После убийства С. М. Кирова повысились требования к охране высшего партийно-государственного руководства. Сотрудники оперативного отдела УГБ НКВД УССР начали охранять руководителей круглые сутки – и дома, и на работе. Появилось специальное постановление об ограничении посещения квартир руководящих работников УССР. Личные охранники С. В. Косиора А. Н. Логвиненко и К. З. Солдатенко фактически исполняли обязанности заведующих приемной первого секретаря ЦК КП(б)У. Они сами приглашали партийных деятелей, советских руководителей, рабочих, докладывали об их прибытии и пропускали в кабинет. Когда же С. В. Косиор выезжал из Киева, то его обязательно сопровождал начальник Оперативного отдела УГБ НКВД УССР П. Г. Шостак-Соколов [а с декабря 1936 г. – начальники 1-го отдела (охраны) УГБ НКВД УССР капитаны госбезопасности М. Е. Амиров-Пиевский и А. Г. Мирошниченко] и А. Н. Логвиненко. К. З. Солдатенко оставался в персональном вагоне Косиора и сообщал ЦК КП(б)У и своему руководству о перемещении первого секретаря[767].
Кроме сотрудников для особых поручений за каждым руководителем были закреплены и специальные охранники из числа сотрудников Оперативного отдела УГБ НКВД УССР, всюду их сопровождавшие. Таким образом, чекисты охраняли членов правительства круглосуточно. Интересное наблюдение по этому поводу принадлежит полковнику И. В. Дубинскому, вспоминавшему о своем посещении Киевского цирка в 1936 г.: «Как раз против нас в правительственной, обитой красным бархатом, ложе увидел бледное, аскетическое, насупленное лицо Постышева. Позади пепельного ежика секретаря ЦК столпились работники НКВД. Среди них мощными плечами и рыжей головой выделялся начоперод Соколов-Шостак. Что? Оберегали жизнь того, на кого, судя по сообщениям газет, коварные террористы точили ножи?.. Нет! Так караулят важного пленника! Но вряд ли Постышев предугадывал тогда, что он пленник, а Соколов, лебезящий перед ним, возглавляет его бдительный конвой» [768].

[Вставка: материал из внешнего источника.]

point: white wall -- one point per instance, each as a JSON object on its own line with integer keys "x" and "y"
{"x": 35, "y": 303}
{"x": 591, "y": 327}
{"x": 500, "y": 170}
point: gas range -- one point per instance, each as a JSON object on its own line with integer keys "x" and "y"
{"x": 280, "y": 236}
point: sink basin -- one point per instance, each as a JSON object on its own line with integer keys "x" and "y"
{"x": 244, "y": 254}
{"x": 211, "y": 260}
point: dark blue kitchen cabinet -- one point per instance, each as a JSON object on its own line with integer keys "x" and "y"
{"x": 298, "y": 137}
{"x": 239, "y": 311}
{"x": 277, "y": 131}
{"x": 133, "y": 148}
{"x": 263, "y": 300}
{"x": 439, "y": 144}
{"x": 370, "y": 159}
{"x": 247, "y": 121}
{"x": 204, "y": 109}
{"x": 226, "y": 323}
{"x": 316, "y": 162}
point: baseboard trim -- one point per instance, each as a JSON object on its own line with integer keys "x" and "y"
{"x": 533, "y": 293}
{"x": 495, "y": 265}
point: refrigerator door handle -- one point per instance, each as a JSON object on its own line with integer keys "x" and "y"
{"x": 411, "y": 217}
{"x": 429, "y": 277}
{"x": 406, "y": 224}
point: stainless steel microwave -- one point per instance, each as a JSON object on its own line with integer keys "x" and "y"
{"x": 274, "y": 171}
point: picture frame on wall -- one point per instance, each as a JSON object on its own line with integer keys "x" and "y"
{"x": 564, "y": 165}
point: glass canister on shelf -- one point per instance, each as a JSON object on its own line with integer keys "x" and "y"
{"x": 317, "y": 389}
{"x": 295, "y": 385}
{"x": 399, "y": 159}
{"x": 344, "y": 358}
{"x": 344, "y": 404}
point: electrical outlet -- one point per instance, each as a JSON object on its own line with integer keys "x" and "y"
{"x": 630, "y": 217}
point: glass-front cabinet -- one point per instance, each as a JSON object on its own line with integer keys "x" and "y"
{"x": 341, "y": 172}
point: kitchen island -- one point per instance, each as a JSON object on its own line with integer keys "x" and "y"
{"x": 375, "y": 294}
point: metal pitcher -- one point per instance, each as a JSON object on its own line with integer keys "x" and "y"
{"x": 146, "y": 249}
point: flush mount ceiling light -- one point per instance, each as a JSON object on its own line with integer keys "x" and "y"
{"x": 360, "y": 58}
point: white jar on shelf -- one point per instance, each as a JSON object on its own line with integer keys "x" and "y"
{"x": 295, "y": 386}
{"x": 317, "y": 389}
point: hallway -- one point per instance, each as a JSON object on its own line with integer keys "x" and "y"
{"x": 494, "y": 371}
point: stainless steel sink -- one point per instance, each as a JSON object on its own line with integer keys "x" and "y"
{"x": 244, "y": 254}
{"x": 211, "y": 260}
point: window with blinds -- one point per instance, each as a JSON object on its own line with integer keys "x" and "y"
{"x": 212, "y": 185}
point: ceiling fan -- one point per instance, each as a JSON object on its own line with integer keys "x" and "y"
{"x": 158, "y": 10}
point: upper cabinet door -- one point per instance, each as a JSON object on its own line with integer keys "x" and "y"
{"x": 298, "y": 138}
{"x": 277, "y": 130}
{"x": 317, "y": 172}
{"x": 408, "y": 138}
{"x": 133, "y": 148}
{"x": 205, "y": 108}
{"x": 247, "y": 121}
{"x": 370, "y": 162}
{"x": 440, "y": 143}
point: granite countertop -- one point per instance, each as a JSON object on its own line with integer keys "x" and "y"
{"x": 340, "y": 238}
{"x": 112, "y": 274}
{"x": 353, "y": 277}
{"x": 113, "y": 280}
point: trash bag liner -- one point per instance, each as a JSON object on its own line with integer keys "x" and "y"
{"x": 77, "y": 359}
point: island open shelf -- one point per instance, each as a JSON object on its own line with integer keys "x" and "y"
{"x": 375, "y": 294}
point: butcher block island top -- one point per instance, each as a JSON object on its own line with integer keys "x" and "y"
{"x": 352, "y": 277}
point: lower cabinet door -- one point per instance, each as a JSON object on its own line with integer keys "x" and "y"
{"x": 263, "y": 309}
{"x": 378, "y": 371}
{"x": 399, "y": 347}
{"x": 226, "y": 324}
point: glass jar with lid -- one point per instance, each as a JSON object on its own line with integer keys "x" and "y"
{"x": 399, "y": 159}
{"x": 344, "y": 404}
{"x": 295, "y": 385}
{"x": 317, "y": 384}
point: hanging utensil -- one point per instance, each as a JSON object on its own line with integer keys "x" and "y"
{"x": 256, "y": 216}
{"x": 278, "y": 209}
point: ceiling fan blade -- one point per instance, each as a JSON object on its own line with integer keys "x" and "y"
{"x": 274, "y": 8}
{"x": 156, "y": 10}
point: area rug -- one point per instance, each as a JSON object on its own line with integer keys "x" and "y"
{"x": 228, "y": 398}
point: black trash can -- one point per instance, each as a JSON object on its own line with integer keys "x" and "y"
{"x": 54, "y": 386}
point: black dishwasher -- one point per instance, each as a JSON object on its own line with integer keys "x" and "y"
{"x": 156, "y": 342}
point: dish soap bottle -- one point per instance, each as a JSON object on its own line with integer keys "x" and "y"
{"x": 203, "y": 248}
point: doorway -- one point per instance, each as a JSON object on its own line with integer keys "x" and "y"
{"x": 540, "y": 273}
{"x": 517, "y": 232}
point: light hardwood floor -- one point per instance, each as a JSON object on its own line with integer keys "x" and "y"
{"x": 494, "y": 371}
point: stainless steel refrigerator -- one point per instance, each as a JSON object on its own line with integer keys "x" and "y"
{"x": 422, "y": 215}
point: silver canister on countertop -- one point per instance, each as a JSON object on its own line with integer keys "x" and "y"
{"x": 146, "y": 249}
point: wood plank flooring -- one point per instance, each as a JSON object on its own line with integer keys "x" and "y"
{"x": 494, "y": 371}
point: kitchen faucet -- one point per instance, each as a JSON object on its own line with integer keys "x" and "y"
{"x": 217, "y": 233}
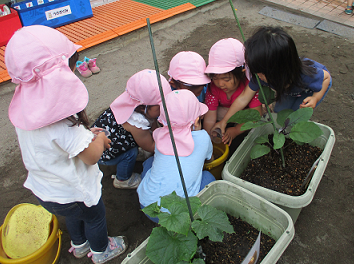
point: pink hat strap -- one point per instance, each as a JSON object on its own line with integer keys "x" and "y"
{"x": 43, "y": 69}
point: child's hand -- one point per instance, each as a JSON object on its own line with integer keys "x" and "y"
{"x": 96, "y": 130}
{"x": 221, "y": 124}
{"x": 227, "y": 138}
{"x": 106, "y": 140}
{"x": 310, "y": 101}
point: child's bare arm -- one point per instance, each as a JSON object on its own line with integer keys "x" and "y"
{"x": 240, "y": 103}
{"x": 209, "y": 120}
{"x": 312, "y": 101}
{"x": 142, "y": 137}
{"x": 93, "y": 152}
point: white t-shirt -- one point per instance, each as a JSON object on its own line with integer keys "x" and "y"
{"x": 55, "y": 173}
{"x": 163, "y": 178}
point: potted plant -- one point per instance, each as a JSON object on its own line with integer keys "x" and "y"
{"x": 289, "y": 124}
{"x": 238, "y": 202}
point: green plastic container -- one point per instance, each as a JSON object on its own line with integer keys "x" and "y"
{"x": 291, "y": 204}
{"x": 250, "y": 207}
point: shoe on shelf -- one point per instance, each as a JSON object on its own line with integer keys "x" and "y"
{"x": 81, "y": 250}
{"x": 143, "y": 154}
{"x": 349, "y": 10}
{"x": 92, "y": 65}
{"x": 83, "y": 69}
{"x": 116, "y": 246}
{"x": 132, "y": 183}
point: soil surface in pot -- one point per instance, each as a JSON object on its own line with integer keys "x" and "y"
{"x": 268, "y": 172}
{"x": 236, "y": 246}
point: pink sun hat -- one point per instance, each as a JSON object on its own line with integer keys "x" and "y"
{"x": 188, "y": 67}
{"x": 225, "y": 55}
{"x": 183, "y": 109}
{"x": 142, "y": 89}
{"x": 36, "y": 58}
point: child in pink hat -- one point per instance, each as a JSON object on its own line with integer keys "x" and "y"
{"x": 299, "y": 82}
{"x": 186, "y": 71}
{"x": 130, "y": 120}
{"x": 58, "y": 150}
{"x": 160, "y": 175}
{"x": 229, "y": 78}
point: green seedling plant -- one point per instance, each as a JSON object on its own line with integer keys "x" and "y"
{"x": 176, "y": 239}
{"x": 293, "y": 124}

Дубинский оказался прав. Сотрудники Оперативного отдела (а позже сотрудники отдела охраны) выполняли и такие функции, которые не входили в круг их прямых должностных обязанностей: не только охраняли партийных вождей, но и пристально следили за каждым их шагом. Вот что рассказал об этом на допросе П. Г. Шостак-Соколов: «Балицкий неоднократно требовал от меня, чтобы я информировал его лично о всех сторонах жизни, как служебной, так и личной, членов Политбюро ЦК КП(б)У. Где они бывают в частной жизни? Кто у них бывает на дому? Что вообще дома происходит? Каковы взаимоотношения между ними? Докладывать обо всех услышанных разговорах. Особенно Балицкий подчеркивал необходимость интересоваться отношениями членов Политбюро ЦК КП(б)У с Москвой, как при их переговорах с Москвой, так и при личных поездках в Москву. У кого бывают, как долго находятся у того или другого члена Политбюро ЦК ВКП(б)? Для использования этого распоряжения мне было предложено использовать все имеющиеся в моем распоряжении возможности, подчеркивая необходимость проявлять при этом максимум осторожности»[769].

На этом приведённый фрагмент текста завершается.